A) Qué elementos ofrece la reflexión de Romano Guardini para pensar la relación con
los santos en la Iglesia y en la vida espiritual de cada uno: qué ha de movernos al
encuentro y la devoción de ellos, cómo cultivar un acercamiento adecuado a ellos.

Romano Guardini, Los santos


San Martín de Tours, San Agustín, San Francisco de Asís, Santa Catalina de Siena,
Santa Isabel de Turingia, Santa Teresa de Avila vivieron sobre la tierra sujetas a las
necesidades y deficiencias de la existencia terrena, como los demás hombres. Pero
al mismo tiempo fueron testigos vivientes de un mundo superior, cuyo misterio les
poseyó totalmente.

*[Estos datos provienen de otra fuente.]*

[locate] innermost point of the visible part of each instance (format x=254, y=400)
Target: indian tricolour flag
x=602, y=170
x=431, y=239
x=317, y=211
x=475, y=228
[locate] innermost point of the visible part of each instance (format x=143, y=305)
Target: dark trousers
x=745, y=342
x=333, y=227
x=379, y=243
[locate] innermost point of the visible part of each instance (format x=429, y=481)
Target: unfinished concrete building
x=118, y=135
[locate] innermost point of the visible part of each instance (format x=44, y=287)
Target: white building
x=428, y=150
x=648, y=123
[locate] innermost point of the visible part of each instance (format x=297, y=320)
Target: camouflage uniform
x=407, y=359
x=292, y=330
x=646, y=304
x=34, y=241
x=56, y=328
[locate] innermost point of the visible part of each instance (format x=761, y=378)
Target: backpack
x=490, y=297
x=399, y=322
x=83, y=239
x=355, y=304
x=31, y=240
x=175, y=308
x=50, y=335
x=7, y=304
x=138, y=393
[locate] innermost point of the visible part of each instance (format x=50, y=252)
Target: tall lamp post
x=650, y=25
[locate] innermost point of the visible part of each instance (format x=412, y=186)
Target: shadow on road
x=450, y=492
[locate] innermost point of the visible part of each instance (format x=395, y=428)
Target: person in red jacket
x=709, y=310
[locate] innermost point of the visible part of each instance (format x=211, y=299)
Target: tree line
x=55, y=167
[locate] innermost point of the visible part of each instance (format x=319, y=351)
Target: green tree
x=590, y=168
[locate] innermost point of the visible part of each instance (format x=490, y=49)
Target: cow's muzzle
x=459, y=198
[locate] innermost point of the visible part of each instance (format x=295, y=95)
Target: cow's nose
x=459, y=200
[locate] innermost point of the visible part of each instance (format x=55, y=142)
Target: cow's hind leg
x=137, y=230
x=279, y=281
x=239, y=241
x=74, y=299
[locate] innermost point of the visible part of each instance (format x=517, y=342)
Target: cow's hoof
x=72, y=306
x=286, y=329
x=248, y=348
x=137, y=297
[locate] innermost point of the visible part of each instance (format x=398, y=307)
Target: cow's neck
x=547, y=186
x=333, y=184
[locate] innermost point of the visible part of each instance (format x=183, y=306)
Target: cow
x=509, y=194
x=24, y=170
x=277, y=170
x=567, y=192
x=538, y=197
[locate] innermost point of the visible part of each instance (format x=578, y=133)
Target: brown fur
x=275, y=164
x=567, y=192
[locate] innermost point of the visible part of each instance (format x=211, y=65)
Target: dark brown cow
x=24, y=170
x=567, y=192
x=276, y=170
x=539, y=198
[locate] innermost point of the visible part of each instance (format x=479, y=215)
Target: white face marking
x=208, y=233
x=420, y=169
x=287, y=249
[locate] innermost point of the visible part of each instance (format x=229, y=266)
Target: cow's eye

Tomaron con toda serenidad el precepto de amar a Dios con
todas sus fuerzas, más que a sí mismos y al prójimo tan sinceramente como a sí
mismos. Vivieron no solamente para sí, sino para todos los demás, de modo que,
cuando cualquier otro hombre recurrió a ellos en su tribulación se sintió
comprendido y cobijado de un modo peculiar y único. El amor de los hombres entre
sí puede ser muy grande; un padre se desgasta por sus hijos, la madre entrega su
misma sangre. Sin embargo una gran parte de este amor es sólo impulso natural y
sólo paulatinamente y, a base de intenso autodominio, alcanza la libertad del
auténtico amor. Por el contrario el amor de aquellos amigos de Dios tiene su origen
en un olvido de sí mismos, que sólo puede explicarse desde Dios. Sólo así es posible
que quisiesen la salvación de los demás con santa seriedad. Pero ¿debemos recurrir
aún a ese amor santo cuando los corazones que lo abrigaron no laten ya sobre la
tierra? La muerte no es, según la fe cristiana, un término final, sino un tránsito. Los
que mueren en nombre de Cristo no se sumergen en un fondo indeterminado, sino
en una plenitud de realidad santa. Nuestro sentimiento natural nos impulsa a
representamos a los muertos a modo de sombras indeterminadas, de las que
espontáneamente nos apartamos para buscar la cálida luz del sol. Otras veces se
cree que los muertos poseen una inquietante fuerza destructiva, de la que intenta-
mos protegernos. Todos estos sentimientos son superados por la fe. Esta nos
enseña que todos los que han muerto en gracia han alcanzado la «gloria de los hijos
de Dios» y la límpida plenitud de su ser. ¿No nos incita ya esto por sí mismo a
dirigimos a aquellos hombres que ahora viven en la plenitud y que en la tierra
fueron testigos del amor y del poder divinos?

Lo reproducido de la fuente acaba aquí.